The request came from the San Joaquin River Exchange contractors, a group that the state has allocated a generous 40% of their contract water supply this year, even though most other water contractors received 0% allocation of water this year due to the drought. Yet the Exchange Contractors are still thirsty for more. Not only are these special interests seeking to elevate their needs above all others in the State, what’s worse is that documents prepared by the U.S. Bureau of Reclamation indicate they are unlikely to even use the water; instead they plan to sell it to the highest bidder, reaping windfall profits at the expense of scarce public resources.

Said Trent Orr, Earthjustice attorney:
“The salmon are not only an important part of the Central Valley’s aquatic ecosystems, but also a critical source of income for thousands of people who depend on salmon fishing for their livelihoods. These people are not subsidized, like the welfare farmers in the San Joaquin Valley and the billionaire farmers from Beverly Hills who already receive millions in subsidies every year and are now demanding water that isn’t there. The middle of a historic drought is not the time to be adding to the already enormous stresses on the salmon and people that depend on them.”

Said John McManus, executive director of the Golden Gate Salmon Association:
“The salmon industry is trying to dodge bullets in this drought with wild stocks getting hammered in drought-stricken rivers. Although hatcheries are trucking fish to evade the drought, the salmon fishing industry faces future shutdown due to harm being done to federally protected wild winter and spring run salmon being sucked into the Delta pumps. The future of California’s salmon depends on these flows being allowed to function as nature provided and not sucked into giant pumps that spell death to natural resources that belong to all Californians. Sharing water to address human health and safety needs is something all Californians can support, but this request is entirely different.”

Said Kate Poole, senior attorney with the Natural Resources Defense Council:
“We urge Governor Brown and Secretaries Jewell and Pritzker to uphold state and federal laws meant to protect water quality and fisheries and refuse the requested waivers by the San Joaquin River Exchange Contractors. Our leaders should not support water supply demands that directly undermine the law and sacrifice California’s 150-year old fishing economy and the Delta’s ecological health. We have much better solutions available than this short-sighted, self-serving water grab.”
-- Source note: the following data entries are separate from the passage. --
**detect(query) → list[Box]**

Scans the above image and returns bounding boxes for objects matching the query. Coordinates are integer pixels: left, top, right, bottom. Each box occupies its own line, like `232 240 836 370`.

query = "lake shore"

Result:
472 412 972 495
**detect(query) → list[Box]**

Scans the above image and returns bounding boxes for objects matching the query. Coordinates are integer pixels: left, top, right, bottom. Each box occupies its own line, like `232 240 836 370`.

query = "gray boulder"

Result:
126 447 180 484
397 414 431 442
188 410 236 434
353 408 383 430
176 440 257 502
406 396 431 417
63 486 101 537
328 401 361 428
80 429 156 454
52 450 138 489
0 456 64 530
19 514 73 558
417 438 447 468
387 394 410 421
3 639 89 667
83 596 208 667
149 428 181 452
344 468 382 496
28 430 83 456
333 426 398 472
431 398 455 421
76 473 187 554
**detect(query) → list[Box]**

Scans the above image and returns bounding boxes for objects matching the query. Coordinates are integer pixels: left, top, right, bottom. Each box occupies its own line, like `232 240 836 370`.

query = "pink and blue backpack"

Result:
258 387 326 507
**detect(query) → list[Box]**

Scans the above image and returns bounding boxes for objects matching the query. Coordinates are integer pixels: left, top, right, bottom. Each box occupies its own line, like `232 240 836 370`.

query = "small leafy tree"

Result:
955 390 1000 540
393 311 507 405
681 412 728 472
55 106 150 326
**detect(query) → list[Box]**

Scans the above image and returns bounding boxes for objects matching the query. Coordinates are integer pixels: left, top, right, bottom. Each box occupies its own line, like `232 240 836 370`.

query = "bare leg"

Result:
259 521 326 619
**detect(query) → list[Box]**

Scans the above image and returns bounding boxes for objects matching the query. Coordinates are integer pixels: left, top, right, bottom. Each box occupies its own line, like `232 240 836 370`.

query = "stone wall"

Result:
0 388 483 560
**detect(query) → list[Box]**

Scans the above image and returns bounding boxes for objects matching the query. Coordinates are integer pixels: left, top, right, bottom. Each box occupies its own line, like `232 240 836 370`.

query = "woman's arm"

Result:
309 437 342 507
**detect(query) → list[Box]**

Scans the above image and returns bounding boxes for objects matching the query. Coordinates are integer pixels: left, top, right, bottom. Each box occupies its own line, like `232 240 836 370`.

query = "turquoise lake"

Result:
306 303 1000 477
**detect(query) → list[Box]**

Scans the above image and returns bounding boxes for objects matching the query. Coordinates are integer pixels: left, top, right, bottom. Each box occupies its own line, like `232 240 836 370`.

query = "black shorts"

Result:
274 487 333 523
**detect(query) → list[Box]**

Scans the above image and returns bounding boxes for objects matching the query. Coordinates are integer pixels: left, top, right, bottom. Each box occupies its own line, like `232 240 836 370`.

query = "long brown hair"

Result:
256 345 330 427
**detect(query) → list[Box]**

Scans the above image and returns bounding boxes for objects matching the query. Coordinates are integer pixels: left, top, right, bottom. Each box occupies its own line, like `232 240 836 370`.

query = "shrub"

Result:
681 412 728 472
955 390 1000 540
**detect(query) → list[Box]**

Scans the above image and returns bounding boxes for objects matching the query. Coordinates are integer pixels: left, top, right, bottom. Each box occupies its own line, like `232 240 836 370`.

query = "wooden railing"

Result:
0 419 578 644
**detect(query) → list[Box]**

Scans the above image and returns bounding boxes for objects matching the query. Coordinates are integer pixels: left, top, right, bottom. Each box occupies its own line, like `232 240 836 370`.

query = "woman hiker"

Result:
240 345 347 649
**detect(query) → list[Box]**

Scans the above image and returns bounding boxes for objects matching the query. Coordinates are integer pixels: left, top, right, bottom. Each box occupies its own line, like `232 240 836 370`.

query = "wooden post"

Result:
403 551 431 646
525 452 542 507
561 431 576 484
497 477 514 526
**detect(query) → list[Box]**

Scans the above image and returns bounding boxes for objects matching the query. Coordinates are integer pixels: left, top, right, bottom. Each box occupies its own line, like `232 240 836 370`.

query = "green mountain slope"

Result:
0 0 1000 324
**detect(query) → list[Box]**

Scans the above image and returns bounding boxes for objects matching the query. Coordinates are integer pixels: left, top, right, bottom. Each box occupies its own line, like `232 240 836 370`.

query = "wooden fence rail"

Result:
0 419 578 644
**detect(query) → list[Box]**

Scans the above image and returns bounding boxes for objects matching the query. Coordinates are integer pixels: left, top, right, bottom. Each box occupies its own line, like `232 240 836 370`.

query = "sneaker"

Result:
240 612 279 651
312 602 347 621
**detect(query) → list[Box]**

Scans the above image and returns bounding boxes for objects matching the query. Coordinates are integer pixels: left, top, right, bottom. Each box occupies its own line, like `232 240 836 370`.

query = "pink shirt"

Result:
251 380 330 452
Said Jon Rosenfield, a fish biologist with The Bay Institute:
“With reservoirs so low, next year’s spawning salmon and their eggs are at great jeopardy too. Loss of the salmon that are trying to make it out of the Central Valley now poses an unacceptable risk to the continued existence of winter run and spring run Chinook salmon, Central Valley steelhead and sturgeon and other species that are unique to San Francisco Bay Estuary – once they’re gone, they’re gone forever. If we can’t rely on our fish and wildlife agencies to enforce laws that protect imperiled species, then we can be sure that proposals such as the Governor’s twin tunnels will never be operated responsibly.”

Said Zeke Grader of the Pacific Coast Federation of Fishermen’s Associations:
“In a nutshell the government is being asked to risk our valuable native salmon stocks and sacrifice thousands of sustainable fishing jobs and the economies of fishing communities all for a small group of wealthy water profiteers” “That is unconscionable”

Said Kim Delfino of Defenders of Wildlife:
“There are no quick and easy solutions to California’s current drought and it will take all interests working together to address the drought’s impacts on fish, wildlife and people. Choosing to send water to select agribusinesses at a time that could spell doom for endangered salmon will only plunge California back into the water wars that Governor Brown and the Obama Administration have worked so hard to avoid. We need to do better if we are to come together this year for the necessary fixes to California’s water system.”